When you look for a leader, what do you want? Character or Charisma? And what is it about this particular choice, character vs. charisma, that is so challenging? In looking at this year’s election, for me, this has become the most important of choices.
We all know, a truly charismatic person is able to wrap us in the warmth of their ideas, manipulating us into acceptance, and motivating us towards an end. Likewise, a person of great character is the reassuring figure that comforts us with the solid nature of their morals and ideals, sheltering us from challenges, and charting a clear path forward. History is rich with individuals who have embodied these attributes. The Dalai Lama is known for his character and humble approach to solving the world’s problems. Adolf Hitler’s charisma galvanized a nation, drew it up from recession, and yet, led the world to war. But, I wouldn’t consider either of them to be good candidates for election.
I’m sure we have all had someone in our own lives that is a great example of each of these traits. I remember a high school biology teacher, that was clearly brilliant, but was so devoid of character that the class simply became a time period to just get through. I remember a high school history teacher that was so lively and animated that everyone wanted to be in his class. And the class was fun, but I do not remember any of the content of the class. And then there was Mr. Parker, my fifth grade teacher. Here was a man that excited me about learning, established class rules for everyone to abide by, and demonstrated not only his command of the subjects, but also his ability to inspire each student to greater heights.

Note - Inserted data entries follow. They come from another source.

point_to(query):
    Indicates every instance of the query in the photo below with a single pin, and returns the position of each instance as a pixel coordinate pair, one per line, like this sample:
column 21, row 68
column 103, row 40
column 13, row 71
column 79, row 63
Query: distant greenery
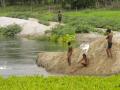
column 60, row 83
column 10, row 30
column 83, row 21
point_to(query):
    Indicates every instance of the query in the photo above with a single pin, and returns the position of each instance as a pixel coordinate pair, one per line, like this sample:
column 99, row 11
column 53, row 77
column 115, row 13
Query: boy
column 109, row 41
column 84, row 61
column 59, row 16
column 69, row 53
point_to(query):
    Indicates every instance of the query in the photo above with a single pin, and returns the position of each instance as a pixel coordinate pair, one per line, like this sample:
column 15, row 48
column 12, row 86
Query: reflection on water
column 18, row 56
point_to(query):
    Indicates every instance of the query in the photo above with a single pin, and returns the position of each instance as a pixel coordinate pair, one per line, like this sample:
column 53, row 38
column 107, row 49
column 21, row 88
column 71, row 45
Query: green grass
column 83, row 21
column 61, row 83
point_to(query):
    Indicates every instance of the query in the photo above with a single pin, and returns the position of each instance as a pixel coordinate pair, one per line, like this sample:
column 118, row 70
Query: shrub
column 10, row 30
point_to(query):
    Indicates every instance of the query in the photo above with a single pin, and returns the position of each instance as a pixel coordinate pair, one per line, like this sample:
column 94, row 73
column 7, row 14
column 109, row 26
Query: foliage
column 60, row 83
column 38, row 38
column 10, row 30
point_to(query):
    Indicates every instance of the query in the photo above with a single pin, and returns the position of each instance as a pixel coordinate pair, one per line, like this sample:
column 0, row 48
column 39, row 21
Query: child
column 109, row 41
column 59, row 16
column 69, row 53
column 84, row 61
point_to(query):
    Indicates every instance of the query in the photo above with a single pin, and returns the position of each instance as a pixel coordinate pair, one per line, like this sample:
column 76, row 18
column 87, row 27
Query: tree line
column 70, row 4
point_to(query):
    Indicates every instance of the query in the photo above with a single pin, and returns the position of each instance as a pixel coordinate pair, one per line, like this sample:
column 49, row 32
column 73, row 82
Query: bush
column 10, row 30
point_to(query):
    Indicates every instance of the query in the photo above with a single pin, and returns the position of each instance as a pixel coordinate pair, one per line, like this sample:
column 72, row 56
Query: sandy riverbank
column 100, row 64
column 29, row 27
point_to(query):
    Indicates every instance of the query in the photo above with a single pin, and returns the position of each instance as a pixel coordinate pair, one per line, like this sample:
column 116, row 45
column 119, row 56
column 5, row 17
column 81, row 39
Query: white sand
column 30, row 27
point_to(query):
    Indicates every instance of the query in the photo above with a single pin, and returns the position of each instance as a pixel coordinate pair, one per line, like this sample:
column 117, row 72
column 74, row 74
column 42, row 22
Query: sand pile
column 99, row 63
column 30, row 27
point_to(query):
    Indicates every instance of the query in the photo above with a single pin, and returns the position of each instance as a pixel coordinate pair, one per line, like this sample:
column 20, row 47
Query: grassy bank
column 83, row 21
column 61, row 83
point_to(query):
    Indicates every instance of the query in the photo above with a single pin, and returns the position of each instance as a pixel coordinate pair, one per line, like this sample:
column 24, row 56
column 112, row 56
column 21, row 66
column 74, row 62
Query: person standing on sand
column 59, row 16
column 84, row 61
column 69, row 53
column 109, row 41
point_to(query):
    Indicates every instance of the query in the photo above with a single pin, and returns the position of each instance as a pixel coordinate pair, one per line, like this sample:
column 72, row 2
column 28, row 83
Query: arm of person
column 81, row 60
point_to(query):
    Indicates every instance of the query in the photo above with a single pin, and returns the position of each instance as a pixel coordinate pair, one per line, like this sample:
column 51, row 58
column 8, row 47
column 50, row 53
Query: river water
column 18, row 56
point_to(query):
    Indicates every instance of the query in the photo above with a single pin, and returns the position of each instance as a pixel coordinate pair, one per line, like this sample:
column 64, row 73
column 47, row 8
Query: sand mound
column 30, row 27
column 100, row 64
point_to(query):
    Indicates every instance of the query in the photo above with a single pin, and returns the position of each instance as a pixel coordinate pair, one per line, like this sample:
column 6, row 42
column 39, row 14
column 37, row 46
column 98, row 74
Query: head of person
column 59, row 11
column 84, row 55
column 69, row 43
column 108, row 31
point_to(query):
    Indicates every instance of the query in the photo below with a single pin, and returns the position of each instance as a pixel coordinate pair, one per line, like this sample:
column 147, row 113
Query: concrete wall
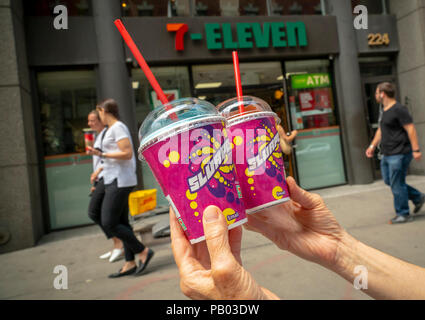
column 410, row 16
column 20, row 204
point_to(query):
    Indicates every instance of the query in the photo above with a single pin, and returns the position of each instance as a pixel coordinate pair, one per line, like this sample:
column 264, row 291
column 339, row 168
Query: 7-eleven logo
column 180, row 29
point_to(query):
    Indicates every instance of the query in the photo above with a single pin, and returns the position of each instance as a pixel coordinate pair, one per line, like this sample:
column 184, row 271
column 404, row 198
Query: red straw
column 142, row 63
column 238, row 80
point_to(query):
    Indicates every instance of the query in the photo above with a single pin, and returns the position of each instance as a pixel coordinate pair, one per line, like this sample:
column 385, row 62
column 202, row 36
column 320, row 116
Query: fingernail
column 210, row 214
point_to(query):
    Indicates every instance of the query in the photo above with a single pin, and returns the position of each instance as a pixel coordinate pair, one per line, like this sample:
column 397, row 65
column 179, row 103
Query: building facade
column 305, row 58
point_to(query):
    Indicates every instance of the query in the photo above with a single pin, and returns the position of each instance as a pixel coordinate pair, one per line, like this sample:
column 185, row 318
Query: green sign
column 250, row 35
column 310, row 80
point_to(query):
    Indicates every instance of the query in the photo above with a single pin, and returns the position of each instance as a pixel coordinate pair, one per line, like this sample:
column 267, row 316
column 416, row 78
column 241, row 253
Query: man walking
column 399, row 143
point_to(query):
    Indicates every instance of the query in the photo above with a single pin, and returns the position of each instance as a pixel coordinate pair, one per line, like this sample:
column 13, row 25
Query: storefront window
column 65, row 99
column 312, row 108
column 45, row 7
column 175, row 83
column 292, row 7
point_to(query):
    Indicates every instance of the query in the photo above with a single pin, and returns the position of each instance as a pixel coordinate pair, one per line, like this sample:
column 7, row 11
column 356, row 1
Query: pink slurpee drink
column 256, row 152
column 185, row 144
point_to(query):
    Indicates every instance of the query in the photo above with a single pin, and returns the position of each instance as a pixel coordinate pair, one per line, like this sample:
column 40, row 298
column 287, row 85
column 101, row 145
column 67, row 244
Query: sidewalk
column 363, row 210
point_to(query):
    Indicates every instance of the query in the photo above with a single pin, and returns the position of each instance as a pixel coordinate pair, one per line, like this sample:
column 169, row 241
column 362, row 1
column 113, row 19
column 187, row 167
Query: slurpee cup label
column 259, row 162
column 194, row 169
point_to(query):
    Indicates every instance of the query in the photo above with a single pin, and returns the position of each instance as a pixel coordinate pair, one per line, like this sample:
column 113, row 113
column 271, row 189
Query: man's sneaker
column 420, row 204
column 400, row 219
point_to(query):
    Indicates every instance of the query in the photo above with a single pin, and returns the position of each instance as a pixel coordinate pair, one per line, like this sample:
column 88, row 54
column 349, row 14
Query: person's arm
column 213, row 269
column 387, row 277
column 376, row 139
column 413, row 137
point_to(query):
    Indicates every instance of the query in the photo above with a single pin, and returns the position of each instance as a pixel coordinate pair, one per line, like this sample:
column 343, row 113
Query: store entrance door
column 372, row 114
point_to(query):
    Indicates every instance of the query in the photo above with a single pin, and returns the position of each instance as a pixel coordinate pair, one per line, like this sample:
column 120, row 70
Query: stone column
column 349, row 92
column 113, row 75
column 410, row 17
column 21, row 222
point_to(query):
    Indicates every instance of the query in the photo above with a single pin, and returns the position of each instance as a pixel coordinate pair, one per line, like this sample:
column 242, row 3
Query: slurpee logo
column 258, row 160
column 210, row 168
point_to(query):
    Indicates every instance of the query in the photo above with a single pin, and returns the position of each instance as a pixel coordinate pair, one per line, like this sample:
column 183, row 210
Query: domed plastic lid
column 253, row 107
column 175, row 117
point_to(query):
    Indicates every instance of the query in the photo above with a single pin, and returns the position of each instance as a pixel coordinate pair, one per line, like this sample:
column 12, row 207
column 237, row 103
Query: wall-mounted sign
column 243, row 35
column 310, row 80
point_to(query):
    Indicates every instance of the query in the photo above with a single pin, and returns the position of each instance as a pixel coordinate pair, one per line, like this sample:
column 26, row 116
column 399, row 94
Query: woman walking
column 119, row 179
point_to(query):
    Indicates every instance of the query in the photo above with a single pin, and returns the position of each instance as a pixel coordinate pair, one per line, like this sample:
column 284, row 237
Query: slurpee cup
column 256, row 152
column 88, row 138
column 185, row 144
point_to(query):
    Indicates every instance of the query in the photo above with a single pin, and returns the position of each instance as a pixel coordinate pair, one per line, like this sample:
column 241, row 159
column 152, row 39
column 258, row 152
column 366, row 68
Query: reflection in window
column 231, row 8
column 66, row 98
column 45, row 7
column 173, row 80
column 222, row 75
column 293, row 7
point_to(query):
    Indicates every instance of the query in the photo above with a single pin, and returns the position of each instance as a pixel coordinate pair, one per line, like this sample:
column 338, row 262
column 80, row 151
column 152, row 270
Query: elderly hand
column 303, row 226
column 213, row 268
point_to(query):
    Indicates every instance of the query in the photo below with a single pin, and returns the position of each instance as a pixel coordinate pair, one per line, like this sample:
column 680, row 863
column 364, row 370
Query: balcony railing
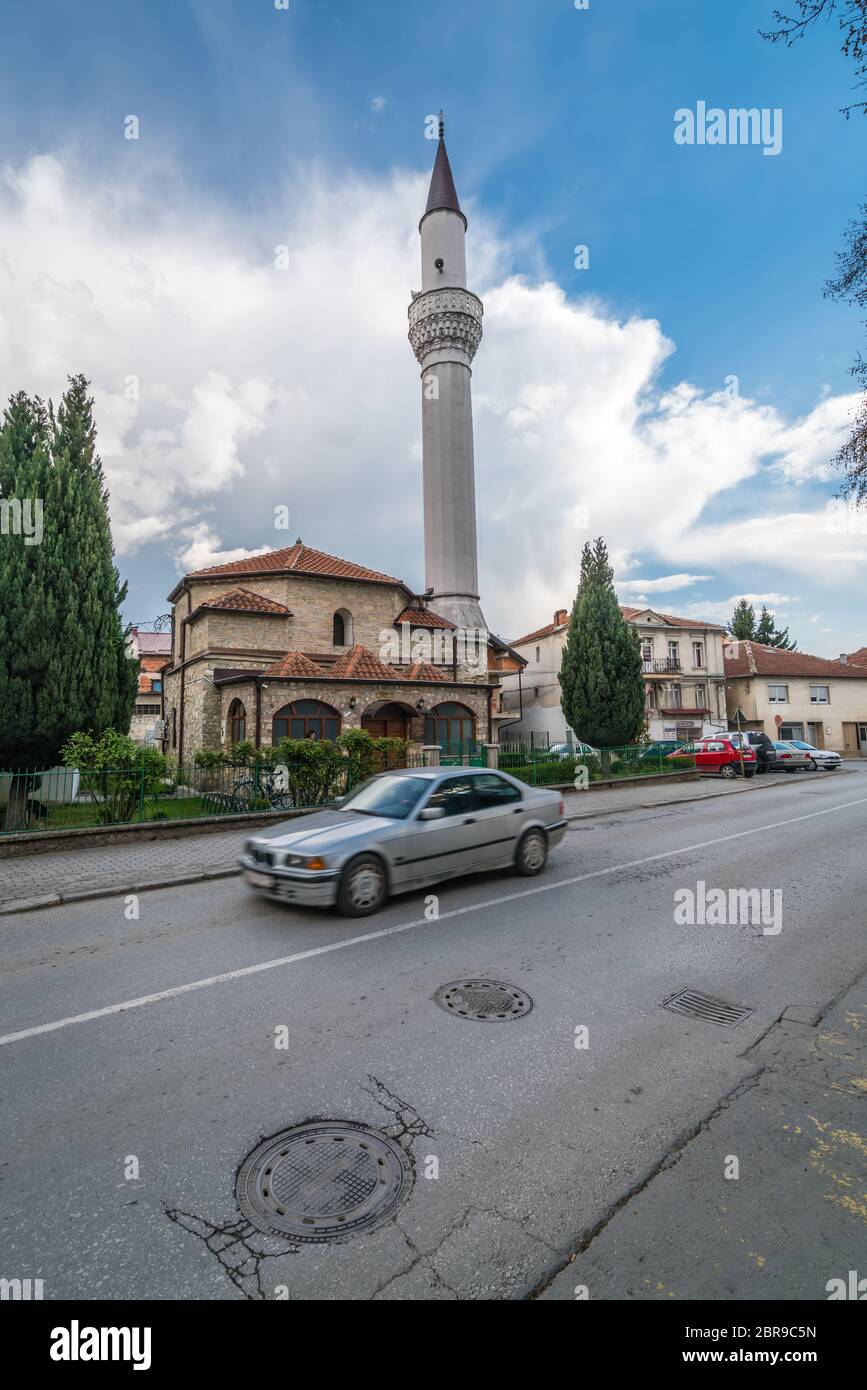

Whether it was through reports about the states (I did Hawaii), simulated government roles, or basic commerce, he found the way to inspire each of us. He had both charisma AND character. And much like the back and forth movements of the Cha-Cha, he was able to constantly adjust to guide us all forward.
When I look at who I want as a leader, I want the person that can inspire me to achieve the example that they have set. When I walk into the voting booth and make my choices, that ability to dance across character and charisma, will be the determining factor on who gets my vote. I didn’t omit the names of the high school teachers to protect them from criticism. I left their names out simply because they were not able to make a lasting impression on me. But Mr. Parker, he did. And now more than 30 years later, I still remember.
Hey Mr. Parker! Ever thought about running for office?